No. 21 Security/Protection ($270B, +18 percent; with $4.6B to print, +2 percent) will be the fastest growing sector as threats to life, property and information sharply increase. Data security/integrity (+25 percent) is ubiquitous and unseen, while personal/product safety (+15 percent) is specific and visual. Physical prevention and remedy screams print, though most in our medium are alarmingly inexpert in available and developable applications.

ID theft, home invasion, document counterfeiting and the like require task-specific, multi-film, multi-substrate passes, closures, seals, wraps, labels, voids and more. Honeywell (+9 percent), 3M (+6 percent), and smart flexo, screen and digital, are best positioned across all tangible segments of this soon to be “exploding” sector.

Logistics/Freight ($801B, +<7 percent; with $3.7B to print, -3 percent) remains No. 23. The U.S. Postal Service (+2 percent) will continue as a billion dollar print buyer, and deliver nearly 1/3rd of everything we print. Postage stamps, roll labels, money orders, signage and pre-printed package components will increase or level by region.

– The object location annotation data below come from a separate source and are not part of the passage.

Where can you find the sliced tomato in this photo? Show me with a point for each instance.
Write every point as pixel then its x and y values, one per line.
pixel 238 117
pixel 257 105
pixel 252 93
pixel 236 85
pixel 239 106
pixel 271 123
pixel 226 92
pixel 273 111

Printers should take advantage of book rates, Every Door Direct Mail (EDDM), Picture Permit Imprint Indicia and cross-media QRCs and AR to post more customer value. FedEx (+9 percent) and UPS (+6 percent) will increasingly benefit from double-digit online sales growth with “free” shipping, but print spends on forms and envelopes will drop. Also ominous is the quiet fact that both carriers are acquiring printers large and small, and are among the biggest brokers and financers of our medium.

Twenty-five companies, including the USPS and Canada Post, will handle more than 9/10th of all correspondence and freight. There are over 2,700 lesser participants, mostly regional truckers, warehouses, forwarders and local courier services. The best offerings are vehicle wraps, labels and, yes, multi-part forms.

Unchanged at No. 24 is Government/Federal and State ($6.696T, +<4 percent; with $1.9B to print, -5 percent). While distributed digital print flourishes in every bureaucracy, commercial print procurement is folding. The number of government bids at all levels is alarmingly decreasing, and the conditions and expectations are worsening. The only upsides will be facilities management where we take over in-plants from incompetent government “workers,” and privatization where we assume the rights of publication and sale of forms, manuals and other print.

Maintaining a bare overall grade at No. 25 is Higher Education ($191B, +<4 percent; with $1.7B to print, +<8 percent). As tuitions in traditional campus-based, nonprofit and state-supported colleges and universities rise, admissions are declining. Don’t they teach economics? Print demand for development is also falling. Some institutions, while deriding alternative and proprietary education (+9 percent) will condescend to their marketing methods as their share exceeds 1/4th of sector revenues.

Look for more bus and subway cards and wraps, VDP direct mail, event sponsorship signage and promo products, and ROP/FSIs in local print media. Apollo (+5 percent), the largest for-profit operator with more than 300,000 students across seven countries, expends 1/3rd of its revenues on selling!

Inclusively, the HM 25 will account for more than 96 percent of total print. Run your share data by each vertical to see how it compares. Then, become an expert provider for no more than four that make the most sense in your product/market sweet spot verticals, rather than be a commodity bidder in a horizontal position. Market “hot” going forward to 2016 and be around for the years after the commodity sellers weed out.